Open numpy-gitbot opened 12 years ago

numpy-gitbot commented 12 years ago

Original ticket http://projects.scipy.org/numpy/ticket/1864 on 2011-06-10 by atmention:bsouthey, assigned to unknown.

When using a float step but a integer dtype, np.arange appears to full the array with a constant value (first value in the range) rather than an integer array of different integers or giving an error. The following code illustrates the problem:

>>> import numpy as np
>>> np.__version__
'2.0.0.dev-a1e7be3'
>>> np.arange(0.,5.,0.5)
array([ 0. ,  0.5,  1. ,  1.5,  2. ,  2.5,  3. ,  3.5,  4. ,  4.5])
>>> np.arange(0.,5.,0.5, dtype=int)
array([0, 0, 0, 0, 0, 0, 0, 0, 0, 0])
>>> np.asarray(np.arange(0.,5.,0.5), dtype=int)
array([0, 0, 1, 1, 2, 2, 3, 3, 4, 4])
numpy-gitbot commented 12 years ago

atmention:dhomeier wrote on 2011-06-14

Actually it seems to construct something like np.arange(int(start), int(stop), int(step)), although the length remains the same as for the float array - compare

>>>np.arange(0,5,1.5, dtype=int)
array([0, 1, 2, 3])

np.arange().astype(int) would produce what you may expect, but I'm not sure if this should be considered a feature or a bug. It provides something neither np.arange(int(start), int(stop), int(step)) nor np.arange(start, stop, step).astype(int) could construct, though I cannot think of any situation where one could use this...
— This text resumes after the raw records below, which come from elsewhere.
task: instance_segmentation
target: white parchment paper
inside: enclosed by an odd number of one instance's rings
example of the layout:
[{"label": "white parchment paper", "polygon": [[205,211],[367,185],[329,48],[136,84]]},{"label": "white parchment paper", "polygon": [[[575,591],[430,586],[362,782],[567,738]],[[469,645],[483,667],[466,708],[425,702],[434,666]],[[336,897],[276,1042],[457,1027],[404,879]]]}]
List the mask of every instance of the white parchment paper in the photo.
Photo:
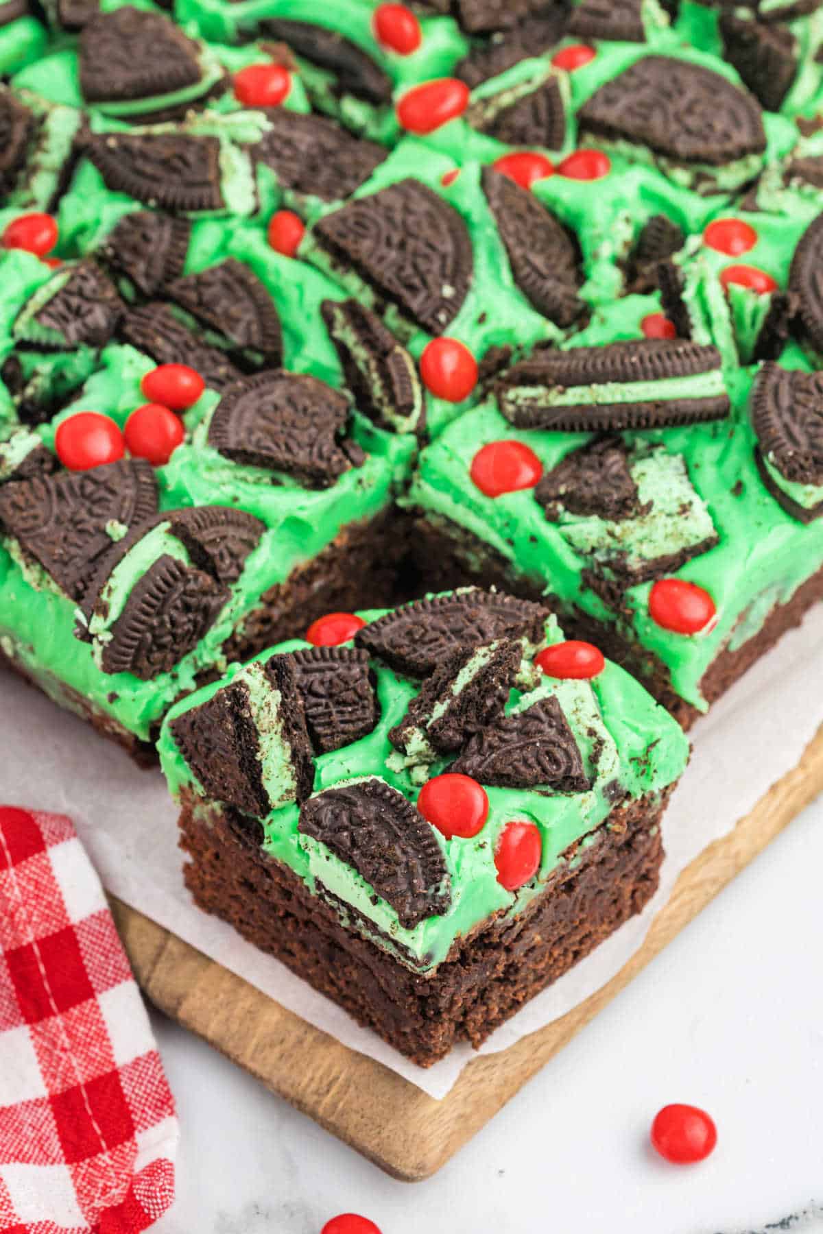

numpy-gitbot commented 12 years ago

atmention:bsouthey wrote on 2011-06-15

Replying to [comment:1 derek]:

Actually it seems to construct something like np.arange(int(start), int(stop), int(step)), although the length remains the same as for the float array - compare {{{

np.arange(0,5,1.5, dtype=int) array([0, 1, 2, 3]) }}}

Actually that is not the expected output either because it is dropping the last element(s) as seen when ignoring the 'dtype' (with numpy 1.6.1rc1):

>>> np.arange(0,5,1.5)
array([ 0. ,  1.5,  3. ,  4.5])
>>> np.arange(0,5,1.5).astype(int)
array([0, 1, 3, 4])
>>> np.arange(0,20,1.5, dtype=int)
array([ 0,  1,  2,  3,  4,  5,  6,  7,  8,  9, 10, 11, 12, 13])

Initially I thought that np.arange(start, stop, step, dtype=int) should be the same as np.arange(start, stop, step).astype(int). But really it should infer the correct output dtype from all of the inputs and let the user recast the dtype as needed.

numpy-gitbot commented 12 years ago

atmention:dhomeier wrote on 2011-06-15

Replying to [comment:2 bsouthey]:

Actually that is not the expected output either because it is dropping the last element(s) as seen when ignoring the 'dtype' (with numpy 1.6.1rc1):

>>> np.arange(0,20,1.5, dtype=int)
 array([ 0,  1,  2,  3,  4,  5,  6,  7,  8,  9, 10, 11, 12, 13])

That's (I think) what I meant by "the length remains the same", or more precisely, it still has the same shape as np.arange(0,20,1.5, dtype=float).

Initially I thought that np.arange(start, stop, step, dtype=int) should be the same as np.arange(start, stop, step).astype(int). But really it should infer the correct output dtype from all of the inputs and let the user recast the dtype as needed.

You mean it first should compute np.arange(int(start), int(stop), int(step)), and leave it to the user to apply astype() afterwards if so desired? Still I am not sure this would be more useful behaviour, e.g. in your original example you'd get a ZeroDivisionError.